Attached Photos - Click To View Large

Response by RNinMunich on the 21st Oct 2018
Ok Peter, ich schau mal was sich finden lässt! 😉
Title is "Drehen für Modellbauer, Band 1; Das ABC des Hobbydrehers", Author Jürgen Eichart, Publisher VTH Fachbuch.
Verlag für Technik und Handwerk neue Medien GmbH.
WWW.vth.de
Alles Gute, Doug 😎
Response by RNinMunich on the 21st Oct 2018
Heartily agree TJ above all never wear a tie or loose clothing while working with rotating machinery.
And never ever leave the key in the chuck!
Remember at school in the metal workshop seeing a chuck key whizz across the room and out the window - without bothering to open it first!
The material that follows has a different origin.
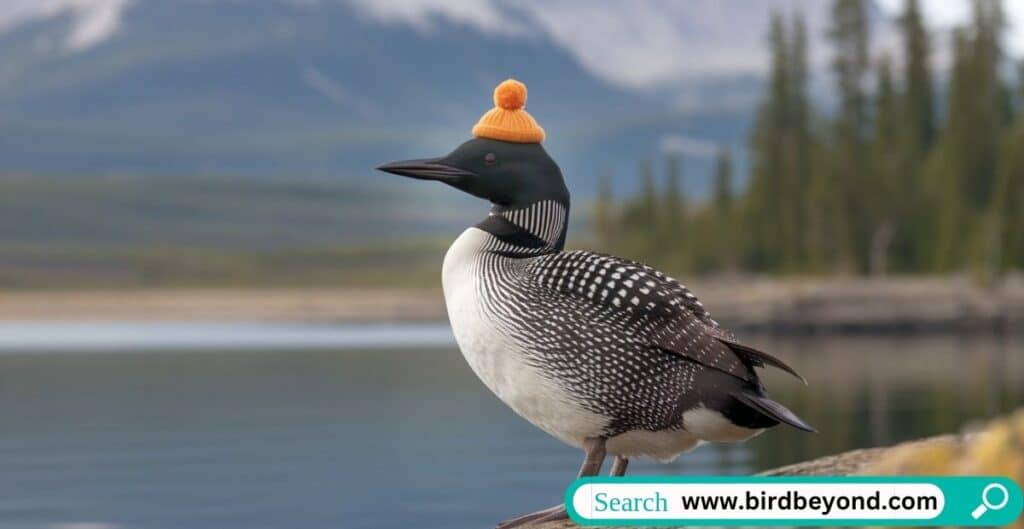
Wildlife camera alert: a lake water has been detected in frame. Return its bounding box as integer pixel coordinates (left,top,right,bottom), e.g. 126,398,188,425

I thought the teacher was going to have an apoplectic fit.
Any half decent tutorial book on lathe-work will have a chapter devoted to safety.
Cheers, Doug 😎
Response by RNinMunich on the 21st Oct 2018
Sorry Peter, I've scoured the VTH site and no trace of English translations, although they specifically reserve the translation rights! RATS! 😡
Shame co there's a lot of useful hints, tips and tables in it and it's well illustrated with many photos and drawings.